Brennan, as; Lisle Ellis, b. September 28-29, 1998, Rossie, NY

A rather misleadingly laid-back title for an album of such focus and intensity, unless perhaps Brennan is aware that it was no less an authority than Henry David Thoreau who declared that sauntering and ambling were the key disciplines for an American philosopher. Duos of this kind are always demanding, but Brennan has attempted to lend a bit of familiarity to his slightly esoteric approach by including two Monk tunes, the opening 'Crepuscule With Nellie’ and two versions of 'Misterioso'.
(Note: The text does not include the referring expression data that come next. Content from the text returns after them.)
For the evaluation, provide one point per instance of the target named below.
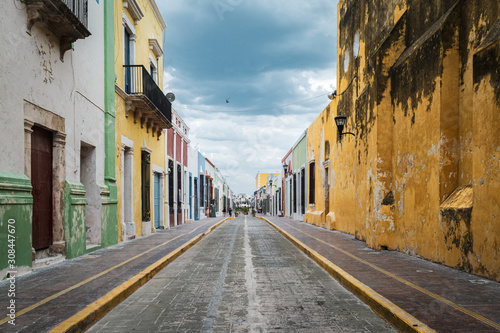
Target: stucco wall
(319, 140)
(422, 100)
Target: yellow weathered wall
(145, 29)
(319, 140)
(261, 179)
(421, 173)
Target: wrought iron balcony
(67, 19)
(146, 99)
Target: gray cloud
(261, 54)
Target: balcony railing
(67, 19)
(140, 84)
(80, 9)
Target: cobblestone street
(244, 276)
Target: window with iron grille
(302, 191)
(179, 189)
(294, 194)
(312, 183)
(202, 191)
(146, 185)
(171, 187)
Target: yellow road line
(401, 319)
(410, 284)
(83, 319)
(50, 298)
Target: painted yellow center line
(50, 298)
(408, 283)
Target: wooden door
(41, 180)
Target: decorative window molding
(157, 13)
(155, 46)
(146, 148)
(133, 8)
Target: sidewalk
(444, 299)
(48, 296)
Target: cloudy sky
(274, 61)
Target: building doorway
(41, 180)
(156, 200)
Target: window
(146, 185)
(179, 189)
(302, 191)
(202, 191)
(126, 61)
(311, 182)
(294, 193)
(153, 71)
(171, 187)
(196, 204)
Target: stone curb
(396, 316)
(98, 309)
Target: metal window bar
(80, 9)
(141, 83)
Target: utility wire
(250, 110)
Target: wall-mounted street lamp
(340, 121)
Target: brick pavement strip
(243, 277)
(48, 296)
(445, 299)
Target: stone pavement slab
(47, 296)
(445, 299)
(243, 277)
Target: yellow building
(142, 114)
(319, 142)
(418, 86)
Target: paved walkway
(48, 296)
(445, 299)
(243, 277)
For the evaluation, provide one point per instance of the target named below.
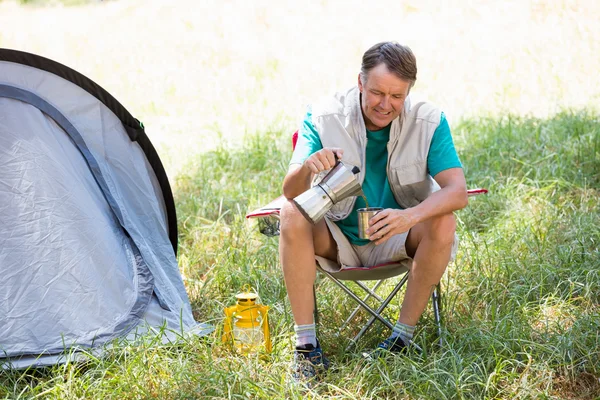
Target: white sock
(306, 334)
(403, 331)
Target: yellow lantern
(247, 324)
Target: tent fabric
(86, 218)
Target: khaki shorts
(369, 261)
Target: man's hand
(323, 159)
(389, 222)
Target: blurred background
(200, 72)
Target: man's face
(383, 96)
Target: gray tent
(88, 232)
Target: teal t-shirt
(442, 155)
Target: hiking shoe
(391, 346)
(309, 362)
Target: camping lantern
(247, 324)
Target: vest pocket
(411, 184)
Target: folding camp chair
(268, 220)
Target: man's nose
(385, 102)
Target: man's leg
(299, 242)
(430, 245)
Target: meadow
(221, 87)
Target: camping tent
(88, 231)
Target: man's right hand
(323, 159)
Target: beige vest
(340, 123)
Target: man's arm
(298, 178)
(451, 197)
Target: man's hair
(398, 59)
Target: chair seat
(374, 273)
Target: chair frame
(272, 210)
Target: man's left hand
(389, 222)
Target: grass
(520, 305)
(219, 84)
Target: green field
(220, 87)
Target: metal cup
(364, 215)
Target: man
(398, 148)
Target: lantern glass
(248, 339)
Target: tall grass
(521, 302)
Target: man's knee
(441, 229)
(291, 219)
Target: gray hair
(398, 59)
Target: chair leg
(436, 302)
(316, 311)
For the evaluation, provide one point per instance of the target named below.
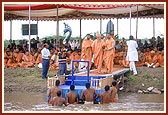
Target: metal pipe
(100, 25)
(10, 31)
(153, 23)
(130, 20)
(117, 26)
(80, 32)
(37, 28)
(29, 28)
(57, 30)
(137, 24)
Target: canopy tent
(81, 11)
(57, 12)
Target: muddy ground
(29, 79)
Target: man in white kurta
(132, 54)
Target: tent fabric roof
(81, 11)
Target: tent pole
(100, 25)
(37, 28)
(130, 20)
(153, 23)
(57, 30)
(11, 31)
(117, 26)
(29, 28)
(80, 32)
(137, 24)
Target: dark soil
(29, 79)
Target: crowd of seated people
(151, 54)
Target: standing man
(45, 60)
(98, 46)
(132, 54)
(109, 53)
(87, 49)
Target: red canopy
(81, 11)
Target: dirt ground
(29, 79)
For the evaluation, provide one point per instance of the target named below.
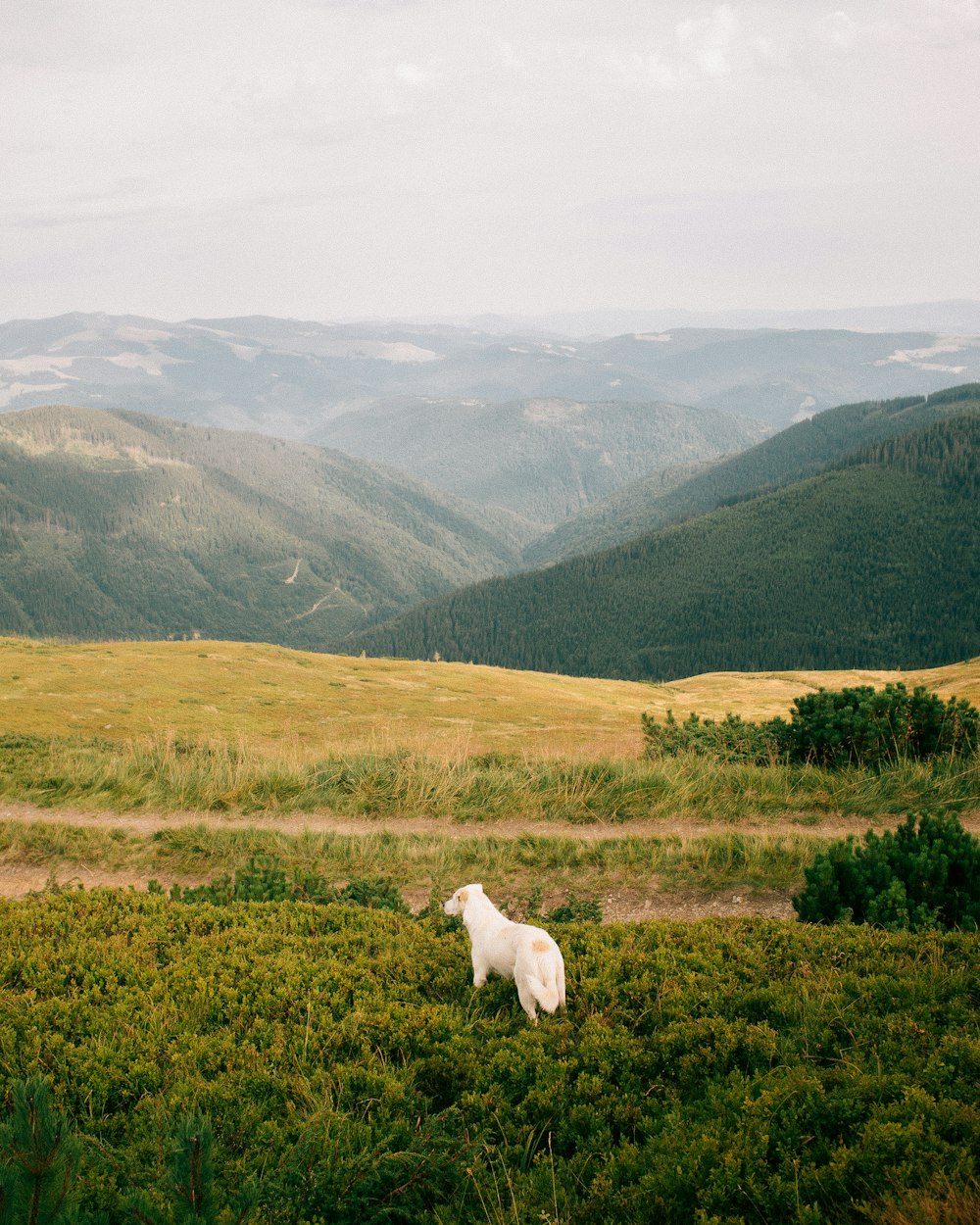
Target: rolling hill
(875, 564)
(542, 459)
(287, 377)
(792, 455)
(116, 524)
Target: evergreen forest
(872, 563)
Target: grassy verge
(172, 775)
(511, 867)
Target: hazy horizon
(415, 158)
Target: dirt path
(19, 878)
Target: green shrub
(38, 1155)
(731, 740)
(867, 726)
(914, 878)
(264, 880)
(832, 729)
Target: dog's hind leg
(528, 1001)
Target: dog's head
(457, 903)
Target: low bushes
(715, 1072)
(832, 729)
(917, 877)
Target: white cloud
(349, 157)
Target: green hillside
(872, 564)
(798, 452)
(544, 459)
(117, 524)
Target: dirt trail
(19, 878)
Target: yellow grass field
(307, 706)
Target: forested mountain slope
(119, 524)
(800, 451)
(543, 459)
(873, 564)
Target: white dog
(511, 950)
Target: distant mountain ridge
(117, 524)
(288, 377)
(543, 459)
(873, 563)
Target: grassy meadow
(728, 1071)
(421, 772)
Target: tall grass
(511, 867)
(168, 774)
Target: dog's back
(540, 965)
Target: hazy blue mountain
(543, 459)
(288, 377)
(132, 525)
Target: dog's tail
(550, 994)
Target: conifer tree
(38, 1157)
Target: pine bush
(921, 876)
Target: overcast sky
(337, 158)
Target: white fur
(513, 950)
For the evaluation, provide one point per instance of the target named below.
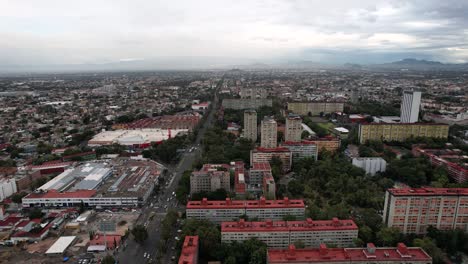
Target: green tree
(140, 234)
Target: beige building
(293, 129)
(269, 133)
(414, 210)
(250, 125)
(400, 131)
(209, 181)
(315, 108)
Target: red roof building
(413, 210)
(388, 255)
(280, 234)
(189, 253)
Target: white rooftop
(61, 245)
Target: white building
(250, 125)
(410, 106)
(371, 165)
(269, 133)
(7, 188)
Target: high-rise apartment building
(410, 106)
(414, 210)
(269, 133)
(401, 254)
(293, 129)
(281, 234)
(250, 125)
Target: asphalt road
(133, 252)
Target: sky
(62, 32)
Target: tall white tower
(410, 106)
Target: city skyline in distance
(144, 35)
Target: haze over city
(204, 34)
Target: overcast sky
(39, 32)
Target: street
(134, 253)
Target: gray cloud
(86, 31)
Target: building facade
(315, 108)
(368, 255)
(231, 210)
(189, 252)
(293, 131)
(302, 149)
(371, 165)
(241, 104)
(250, 125)
(401, 132)
(281, 234)
(209, 180)
(410, 107)
(414, 210)
(264, 155)
(269, 133)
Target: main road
(158, 205)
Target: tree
(17, 197)
(295, 188)
(389, 236)
(140, 234)
(108, 260)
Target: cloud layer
(88, 31)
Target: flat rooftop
(341, 255)
(308, 225)
(429, 191)
(248, 204)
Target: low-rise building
(189, 253)
(401, 131)
(414, 210)
(371, 165)
(231, 210)
(370, 254)
(281, 234)
(264, 155)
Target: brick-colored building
(281, 234)
(231, 210)
(370, 254)
(414, 210)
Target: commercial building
(230, 210)
(302, 149)
(242, 104)
(7, 188)
(189, 253)
(414, 210)
(250, 125)
(315, 108)
(328, 143)
(123, 182)
(401, 132)
(269, 133)
(209, 178)
(293, 131)
(451, 159)
(134, 137)
(281, 234)
(370, 254)
(410, 106)
(371, 165)
(264, 155)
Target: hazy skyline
(46, 32)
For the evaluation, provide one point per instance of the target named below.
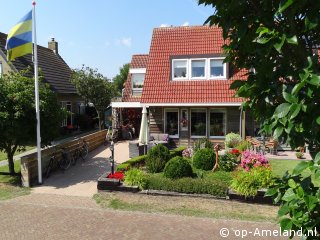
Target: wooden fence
(29, 163)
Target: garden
(198, 170)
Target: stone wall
(29, 163)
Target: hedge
(187, 185)
(141, 160)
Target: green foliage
(202, 143)
(135, 177)
(204, 159)
(280, 42)
(298, 197)
(247, 183)
(121, 78)
(93, 87)
(18, 117)
(157, 158)
(177, 167)
(214, 187)
(232, 140)
(243, 145)
(228, 162)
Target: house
(55, 72)
(185, 84)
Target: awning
(126, 105)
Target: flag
(19, 41)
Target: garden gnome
(216, 148)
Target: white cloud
(164, 25)
(185, 24)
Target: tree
(120, 79)
(277, 42)
(94, 88)
(18, 116)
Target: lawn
(3, 155)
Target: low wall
(29, 163)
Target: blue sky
(102, 34)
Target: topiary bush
(157, 158)
(202, 143)
(228, 162)
(177, 167)
(232, 140)
(204, 159)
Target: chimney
(53, 45)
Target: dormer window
(180, 69)
(199, 68)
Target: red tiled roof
(177, 41)
(137, 61)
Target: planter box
(111, 184)
(259, 198)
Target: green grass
(3, 155)
(10, 179)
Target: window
(217, 123)
(198, 68)
(217, 68)
(198, 122)
(179, 69)
(68, 120)
(172, 122)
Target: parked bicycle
(80, 152)
(112, 135)
(59, 159)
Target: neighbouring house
(184, 83)
(55, 72)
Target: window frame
(205, 67)
(206, 119)
(215, 110)
(187, 69)
(224, 65)
(165, 121)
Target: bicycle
(63, 162)
(80, 152)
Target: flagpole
(36, 85)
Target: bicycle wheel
(65, 162)
(84, 151)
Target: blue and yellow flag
(19, 41)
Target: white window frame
(187, 69)
(206, 118)
(165, 121)
(215, 110)
(205, 67)
(224, 77)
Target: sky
(102, 34)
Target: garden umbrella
(144, 131)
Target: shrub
(157, 158)
(243, 145)
(204, 159)
(247, 183)
(228, 162)
(177, 167)
(187, 185)
(187, 153)
(202, 143)
(232, 140)
(250, 160)
(135, 177)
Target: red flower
(116, 175)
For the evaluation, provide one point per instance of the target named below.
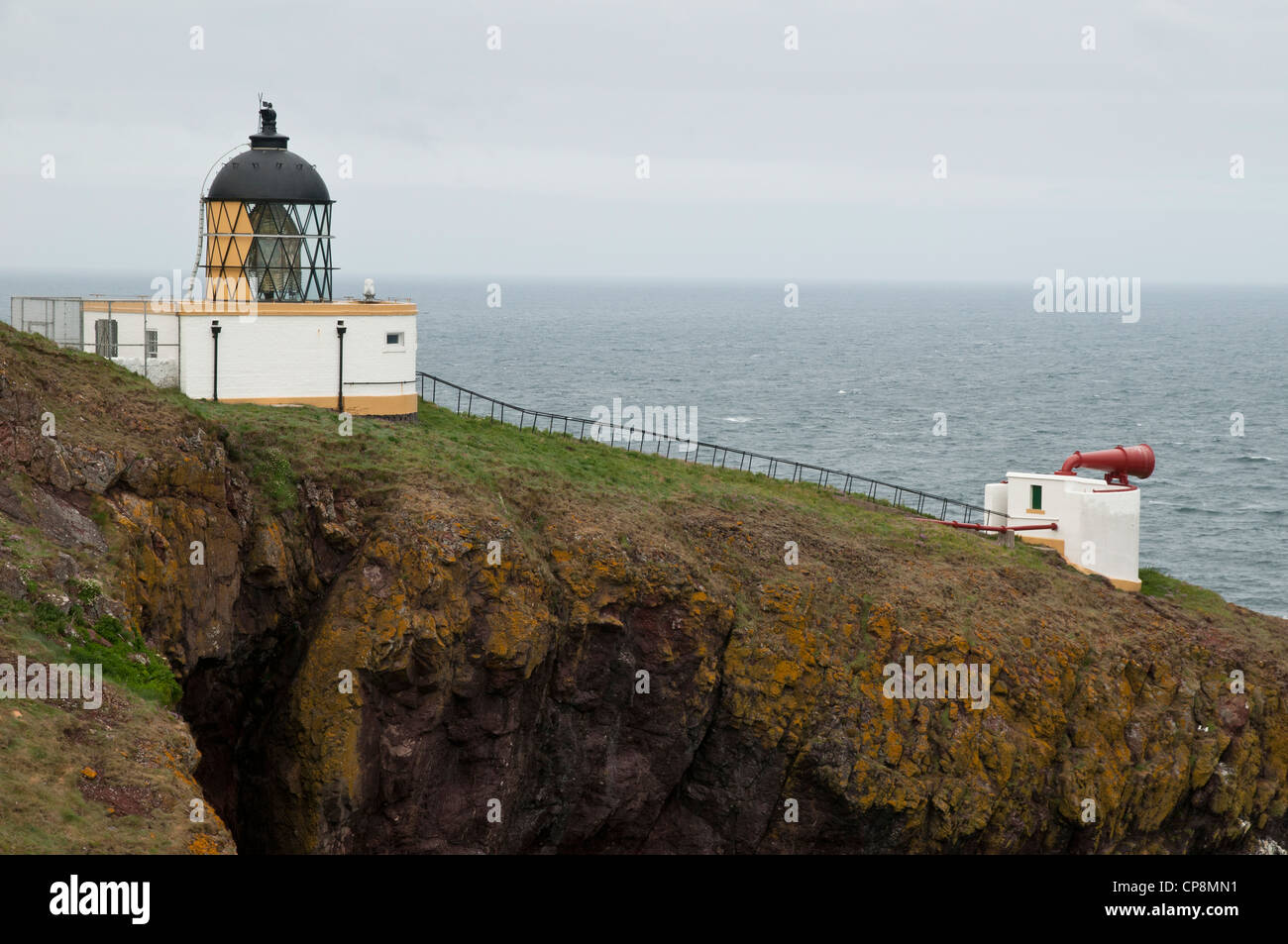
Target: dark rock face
(377, 685)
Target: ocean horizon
(936, 386)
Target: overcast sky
(814, 162)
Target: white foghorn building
(259, 325)
(1098, 522)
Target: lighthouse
(268, 224)
(258, 321)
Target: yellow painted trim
(265, 309)
(394, 404)
(1129, 584)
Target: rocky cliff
(458, 636)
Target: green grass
(56, 754)
(1201, 600)
(147, 674)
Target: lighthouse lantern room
(259, 325)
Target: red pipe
(1117, 464)
(1003, 527)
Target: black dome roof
(268, 171)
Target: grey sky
(804, 163)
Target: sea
(938, 386)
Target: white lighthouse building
(259, 323)
(1096, 522)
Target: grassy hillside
(112, 780)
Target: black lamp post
(339, 331)
(214, 333)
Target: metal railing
(465, 400)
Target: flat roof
(207, 308)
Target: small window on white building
(104, 338)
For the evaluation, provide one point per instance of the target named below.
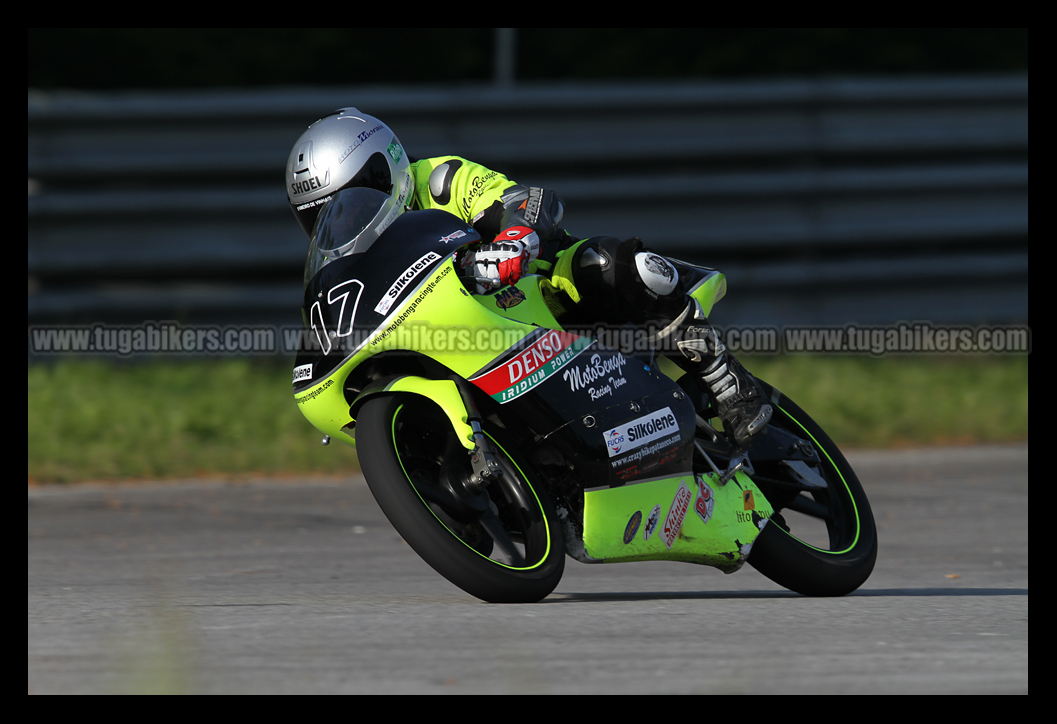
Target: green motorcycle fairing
(624, 425)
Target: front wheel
(501, 544)
(818, 568)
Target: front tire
(848, 560)
(504, 546)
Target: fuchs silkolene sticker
(548, 354)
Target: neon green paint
(611, 533)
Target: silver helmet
(345, 149)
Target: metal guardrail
(824, 201)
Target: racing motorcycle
(497, 442)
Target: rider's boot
(738, 398)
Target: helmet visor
(349, 223)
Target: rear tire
(507, 549)
(849, 559)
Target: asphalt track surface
(304, 588)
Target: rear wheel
(823, 542)
(500, 543)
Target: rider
(598, 279)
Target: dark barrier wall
(827, 202)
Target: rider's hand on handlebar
(497, 264)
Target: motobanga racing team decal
(551, 351)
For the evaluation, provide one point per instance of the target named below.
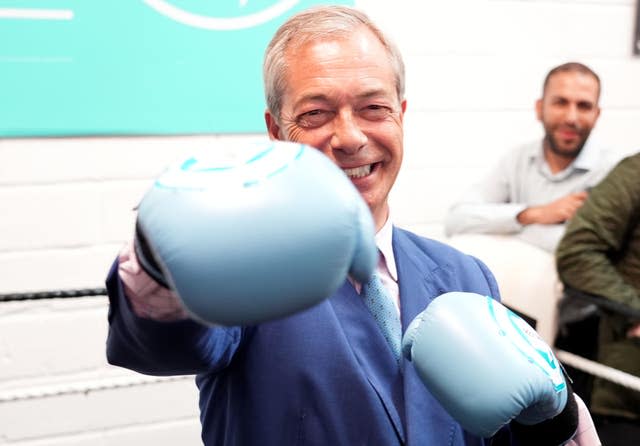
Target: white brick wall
(474, 70)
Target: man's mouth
(358, 172)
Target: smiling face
(341, 98)
(568, 111)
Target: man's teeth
(358, 172)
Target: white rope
(600, 370)
(85, 387)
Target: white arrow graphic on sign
(218, 23)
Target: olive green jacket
(600, 254)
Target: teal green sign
(135, 67)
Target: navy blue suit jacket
(322, 377)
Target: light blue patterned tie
(384, 311)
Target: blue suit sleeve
(163, 348)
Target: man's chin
(566, 150)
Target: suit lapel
(420, 280)
(371, 352)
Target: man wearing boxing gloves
(228, 289)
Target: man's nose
(571, 115)
(347, 133)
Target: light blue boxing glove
(254, 233)
(485, 364)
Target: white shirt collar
(384, 242)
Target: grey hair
(313, 24)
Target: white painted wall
(474, 70)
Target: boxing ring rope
(85, 387)
(599, 370)
(593, 368)
(84, 292)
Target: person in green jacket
(600, 254)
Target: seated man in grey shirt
(536, 188)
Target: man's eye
(375, 112)
(313, 118)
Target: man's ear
(539, 109)
(272, 125)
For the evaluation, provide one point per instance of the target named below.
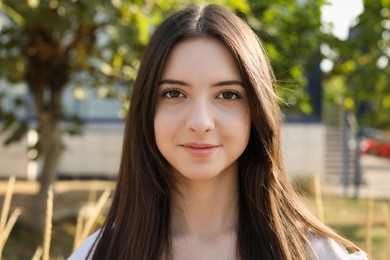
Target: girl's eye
(229, 94)
(172, 93)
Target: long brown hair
(272, 223)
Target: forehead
(201, 57)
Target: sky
(342, 14)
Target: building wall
(97, 152)
(304, 148)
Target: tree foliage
(361, 67)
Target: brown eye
(172, 93)
(228, 95)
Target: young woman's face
(202, 122)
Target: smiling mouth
(200, 150)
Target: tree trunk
(50, 153)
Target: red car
(375, 147)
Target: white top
(325, 248)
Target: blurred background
(66, 72)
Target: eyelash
(168, 91)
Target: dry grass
(347, 216)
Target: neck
(206, 208)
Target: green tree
(51, 45)
(291, 33)
(361, 71)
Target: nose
(200, 117)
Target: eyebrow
(218, 84)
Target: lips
(200, 150)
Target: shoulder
(327, 248)
(82, 251)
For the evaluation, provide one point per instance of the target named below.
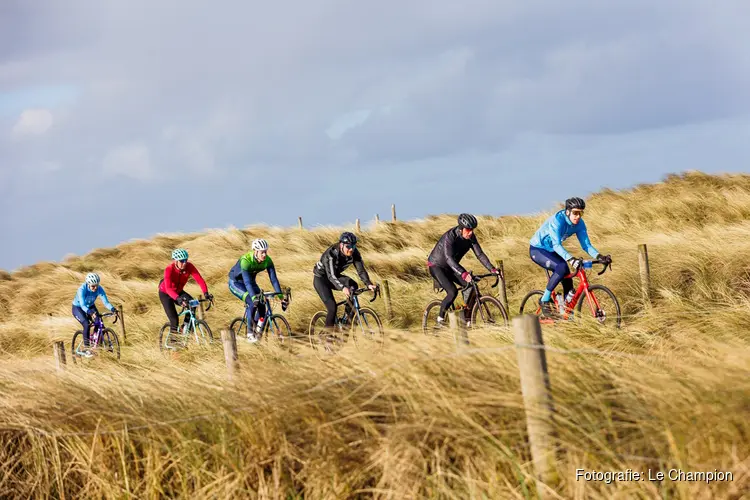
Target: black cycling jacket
(450, 249)
(333, 262)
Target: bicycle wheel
(489, 312)
(368, 325)
(279, 330)
(607, 302)
(110, 343)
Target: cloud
(32, 122)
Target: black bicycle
(355, 321)
(486, 309)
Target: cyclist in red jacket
(171, 292)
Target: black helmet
(575, 203)
(467, 221)
(348, 238)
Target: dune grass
(424, 418)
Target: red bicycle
(584, 293)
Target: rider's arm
(330, 271)
(554, 233)
(583, 238)
(101, 293)
(359, 265)
(480, 253)
(197, 277)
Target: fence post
(645, 274)
(199, 311)
(458, 326)
(503, 289)
(535, 386)
(387, 297)
(122, 324)
(58, 350)
(229, 340)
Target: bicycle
(584, 289)
(100, 334)
(191, 325)
(363, 317)
(482, 308)
(281, 330)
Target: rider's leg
(83, 319)
(325, 292)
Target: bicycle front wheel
(488, 312)
(603, 306)
(367, 324)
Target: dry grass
(423, 419)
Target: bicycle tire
(488, 299)
(593, 288)
(284, 339)
(112, 335)
(364, 312)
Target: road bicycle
(103, 339)
(486, 312)
(355, 322)
(276, 324)
(593, 295)
(192, 327)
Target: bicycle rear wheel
(368, 327)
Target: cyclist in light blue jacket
(84, 309)
(546, 249)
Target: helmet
(179, 254)
(575, 203)
(467, 221)
(260, 244)
(348, 238)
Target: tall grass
(422, 419)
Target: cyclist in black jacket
(328, 271)
(444, 259)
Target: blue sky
(134, 118)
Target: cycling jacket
(557, 229)
(333, 262)
(174, 280)
(247, 267)
(451, 248)
(85, 298)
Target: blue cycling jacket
(557, 229)
(85, 298)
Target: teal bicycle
(192, 328)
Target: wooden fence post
(645, 274)
(229, 340)
(58, 350)
(535, 386)
(458, 326)
(123, 334)
(503, 290)
(387, 298)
‘Nellie’ is by far the longest thing on the set, and it serves as an introduction and warm-up number. It’s only when Brennan and Ellis really get into the meat of their encounter on the four-part 'saunter, walk, amble' that things heat up. Brennan has a rather clenched and inconsistent tone, but Ellis is wise to every harmonic waver and shift and he stays with the line, whatever is going on. The key track is Roscoe Mitchell’s composition, 'Nonaah’, which brings out the best in both men. ‘Bucket-A-Blood’ (a duo track, the writer probably means the solo version of Misterioso, or Chronolgy) is for unaccompanied saxophone and suggests that Brennan might yet do interesting things in that direction.